Profanador de tumbas.
José I. Delgado Bahena
−Cuando te canses de estar sola, me llamas –le dijo; se bajó de la cama y, descalzo, se dirigió a la habitación de su hijo, para dormir ahí, solo, aprovechando que el chamaco se encontraba estudiando en la universidad de Cuernavaca.
Ella no manifestó ninguna intención. Volteó su cuerpo, de espaldas a la puerta, acomodó su almohada y se dispuso a dormir.
Hacía tiempo que la relación matrimonial entre ellos se venía rasgando con reclamos y desconfianzas, con indirectas y silencios que comenzaban por las mañanas, al despedirse, ella, para irse a su trabajo, y se repetían durante las noches cuando se internaban en la lucha infernal del espacio compartido.
−Si ya te cansaste de mí, ¿por qué no te largas? –le dijo ella, un día mientras le resbalaba el plato sobre la mesa con los huevos con tocino que le había preparado de mala gana.
−La que se va a largar, vas a ser tú, desgraciada –respondió él−; pero lo harás con los patas por delante, cuando me fastidien tus insultos y tus malos tratos.
−Valor deberías tener para buscar trabajo, no para amenazar. ¿Ya se te olvidó que llegaste de arrimado y que todo lo que hay aquí, hasta el plato en el que estás tragando, lo he comprado yo?

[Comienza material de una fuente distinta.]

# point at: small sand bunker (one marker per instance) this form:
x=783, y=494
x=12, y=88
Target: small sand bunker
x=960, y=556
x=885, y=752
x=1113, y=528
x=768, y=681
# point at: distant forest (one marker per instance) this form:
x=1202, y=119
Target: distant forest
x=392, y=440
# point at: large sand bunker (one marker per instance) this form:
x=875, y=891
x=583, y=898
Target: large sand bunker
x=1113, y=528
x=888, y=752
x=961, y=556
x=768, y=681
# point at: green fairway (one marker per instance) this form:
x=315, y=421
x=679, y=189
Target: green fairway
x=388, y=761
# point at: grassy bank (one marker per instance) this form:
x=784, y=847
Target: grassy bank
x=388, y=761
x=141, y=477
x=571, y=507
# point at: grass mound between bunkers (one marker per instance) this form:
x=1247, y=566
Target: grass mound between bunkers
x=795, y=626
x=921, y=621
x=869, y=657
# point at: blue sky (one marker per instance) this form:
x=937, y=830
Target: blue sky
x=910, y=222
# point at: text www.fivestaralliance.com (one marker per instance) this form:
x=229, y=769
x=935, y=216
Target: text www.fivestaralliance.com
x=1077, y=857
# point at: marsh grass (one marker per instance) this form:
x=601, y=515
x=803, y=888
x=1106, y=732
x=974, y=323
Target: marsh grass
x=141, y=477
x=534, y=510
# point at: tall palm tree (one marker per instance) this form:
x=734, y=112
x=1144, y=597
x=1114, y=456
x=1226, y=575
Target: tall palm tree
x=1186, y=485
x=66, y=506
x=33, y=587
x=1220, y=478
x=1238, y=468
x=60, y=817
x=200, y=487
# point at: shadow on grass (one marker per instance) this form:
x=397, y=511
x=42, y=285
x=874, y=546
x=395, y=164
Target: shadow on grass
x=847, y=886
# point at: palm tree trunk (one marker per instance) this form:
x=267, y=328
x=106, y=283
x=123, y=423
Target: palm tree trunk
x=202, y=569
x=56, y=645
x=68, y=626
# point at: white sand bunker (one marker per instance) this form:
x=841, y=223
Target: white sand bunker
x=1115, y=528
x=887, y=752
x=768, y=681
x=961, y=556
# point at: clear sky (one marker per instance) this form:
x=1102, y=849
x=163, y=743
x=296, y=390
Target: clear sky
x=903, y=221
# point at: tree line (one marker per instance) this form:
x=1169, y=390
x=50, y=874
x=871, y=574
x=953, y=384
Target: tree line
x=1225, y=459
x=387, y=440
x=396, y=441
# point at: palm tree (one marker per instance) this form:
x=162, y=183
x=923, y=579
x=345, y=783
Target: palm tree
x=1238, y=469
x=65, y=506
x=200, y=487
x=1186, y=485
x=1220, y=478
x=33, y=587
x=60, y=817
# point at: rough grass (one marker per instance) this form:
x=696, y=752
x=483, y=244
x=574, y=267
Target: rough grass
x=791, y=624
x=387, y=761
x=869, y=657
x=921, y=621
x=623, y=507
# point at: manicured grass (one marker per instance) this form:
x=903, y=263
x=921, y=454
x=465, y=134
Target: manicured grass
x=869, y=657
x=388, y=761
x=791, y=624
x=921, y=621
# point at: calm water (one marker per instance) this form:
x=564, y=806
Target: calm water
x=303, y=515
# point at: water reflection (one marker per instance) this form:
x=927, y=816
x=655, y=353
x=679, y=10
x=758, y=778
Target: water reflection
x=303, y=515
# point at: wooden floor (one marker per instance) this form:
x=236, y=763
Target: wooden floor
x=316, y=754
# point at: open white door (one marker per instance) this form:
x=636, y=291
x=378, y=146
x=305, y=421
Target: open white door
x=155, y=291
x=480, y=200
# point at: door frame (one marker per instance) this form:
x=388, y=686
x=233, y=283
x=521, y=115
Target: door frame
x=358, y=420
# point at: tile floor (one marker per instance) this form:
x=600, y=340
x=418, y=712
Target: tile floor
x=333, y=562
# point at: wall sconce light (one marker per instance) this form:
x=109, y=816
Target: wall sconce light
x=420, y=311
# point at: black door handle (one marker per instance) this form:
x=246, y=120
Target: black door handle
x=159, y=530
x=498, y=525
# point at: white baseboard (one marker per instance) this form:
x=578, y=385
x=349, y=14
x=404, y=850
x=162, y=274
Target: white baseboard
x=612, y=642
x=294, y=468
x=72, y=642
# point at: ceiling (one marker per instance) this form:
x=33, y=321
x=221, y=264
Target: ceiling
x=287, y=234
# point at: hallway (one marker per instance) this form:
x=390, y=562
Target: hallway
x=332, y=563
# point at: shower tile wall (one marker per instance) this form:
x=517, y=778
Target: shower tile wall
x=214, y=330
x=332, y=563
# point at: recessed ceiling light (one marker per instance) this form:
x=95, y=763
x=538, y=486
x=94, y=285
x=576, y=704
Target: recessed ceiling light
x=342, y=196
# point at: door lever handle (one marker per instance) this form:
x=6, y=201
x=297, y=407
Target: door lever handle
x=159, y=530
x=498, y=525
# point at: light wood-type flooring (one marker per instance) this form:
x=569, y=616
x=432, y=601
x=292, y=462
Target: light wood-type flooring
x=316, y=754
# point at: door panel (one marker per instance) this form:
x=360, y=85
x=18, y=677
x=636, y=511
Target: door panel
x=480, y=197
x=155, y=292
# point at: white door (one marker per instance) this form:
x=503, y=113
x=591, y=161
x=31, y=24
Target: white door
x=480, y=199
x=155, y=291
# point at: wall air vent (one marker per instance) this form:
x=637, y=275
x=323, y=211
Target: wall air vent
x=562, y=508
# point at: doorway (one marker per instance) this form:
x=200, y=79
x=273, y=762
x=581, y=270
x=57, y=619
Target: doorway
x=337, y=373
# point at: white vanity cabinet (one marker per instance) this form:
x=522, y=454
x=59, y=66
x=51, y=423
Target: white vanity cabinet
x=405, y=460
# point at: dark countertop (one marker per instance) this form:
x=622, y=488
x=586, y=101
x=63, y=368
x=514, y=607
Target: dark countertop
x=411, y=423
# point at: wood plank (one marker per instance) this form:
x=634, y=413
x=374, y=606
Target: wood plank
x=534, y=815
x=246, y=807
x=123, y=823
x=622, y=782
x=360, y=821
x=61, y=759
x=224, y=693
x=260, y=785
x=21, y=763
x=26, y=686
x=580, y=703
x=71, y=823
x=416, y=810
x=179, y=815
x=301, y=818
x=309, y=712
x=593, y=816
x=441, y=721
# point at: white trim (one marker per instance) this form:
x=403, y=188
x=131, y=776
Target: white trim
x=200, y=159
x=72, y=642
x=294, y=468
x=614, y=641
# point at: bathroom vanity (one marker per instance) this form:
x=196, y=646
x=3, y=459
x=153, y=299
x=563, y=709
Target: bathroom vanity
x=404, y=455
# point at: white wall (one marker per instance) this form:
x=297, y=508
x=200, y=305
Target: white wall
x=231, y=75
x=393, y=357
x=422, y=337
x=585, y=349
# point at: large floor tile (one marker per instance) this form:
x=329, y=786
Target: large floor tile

−No –dijo él, con aplomo y con una sonrisa que impactó en la puerta del refrigerador−. Pero, al parecer, ya olvidaste que estamos casados por bienes mancomunados.
Ella apretó los puños en señal de frustración, tomó su cartera y salió a la calle.
Alejandro terminó de desayunar, se dirigió al teléfono y marcó.
“¿Qué pasó, mi valedor, hay alguna novedad?” Preguntó a quien le contestó del otro lado de la línea. “Sí, claro, acaba de salir. No te preocupes. ¿Hay dos nuevos? Está bien, allá te veo. Sí, así quedamos.” Colgó y se dirigió al baño. Se aseó y se vistió para salir.
Ya en la calle, tomó un taxi y se dirigió al panteón municipal. En la entrada lo esperaba Samuel, su amigo con quien realizaba las fechorías que le permitían tener algo de ingresos. Antes de entrar, le dieron un billete de veinte pesos al cuidador para que fuera a comprarse un refresco.
Al llegar a las tumbas, procedieron a quitar las barras ornamentales, que suelen ser de hierro, cobre, plomo o bronce y huecas por dentro, pero que al reunir cierta cantidad de estos metales, y venderlos en el mercado negro, obtienen, al menos, alguna cantidad de dinero para comprar sus carrujos de mariguana.
Hacía poco que se les había ocurrido la idea. Comenzaron en los panteones de los pueblos. Como Samuel tenía un auto, un poco viejo pero que les permitía trasladarse al panteón de la comunidad elegida donde, sin escrúpulos, desvalijaban todas las tumbas quitándoles los crucifijos y los elementos de metal que las familias mandaban poner para adornar la última morada de sus seres queridos.
A pesar de la indignación general de la gente, por el atrevimiento y la falta de respeto al descanso de los difuntos, las autoridades nada hacían por detener estos atracos y se repetían constantemente. En el primero que se tuvo noticia, se calculó que los amantes de lo ajeno al menos dos toneladas de plomo habían extraído del cementerio de la ciudad.
Después de vender los escasos objetos que habían logrado sustraer, los dos amigos se dirigieron a un billar del centro y ahí estuvieron bebiendo hasta la madrugada. Alejandro, ya borracho, se despidió de Samuel y se fue caminando por las calles desiertas de la ciudad llevando consigo, en una bolsa negra, un Cristo chapado de oro que encontraron en una de las tumbas y que él no quiso vender, para llevárselo de recuerdo a su casa.
Al llegar a su domicilio, a pesar de la borrachera, pudo distinguir, a través de las cortinas de la ventana, un par de siluetas que se movían en el interior de la casa. Los celos lo invadieron pero, agazapado, esperó a que el silencio imperara.
Cuando las luces se apagaron, entró y se fue directamente a la recámara donde creía que encontraría a su mujer con su amante. Lo único que vio, en la oscuridad de la noche, fuel el bulto de una persona a quién se le fue a golpes con el Cristo que llevaba entre sus manos.
En ese momento se encendió la luz y apareció en la puerta su hijo quien, con ojos de asombro, observó el cuerpo sangrante y sin vida de su madre que, apenas hacía media hora, lo había recibido con gran alegría por venir a pasar el fin de semana con ellos.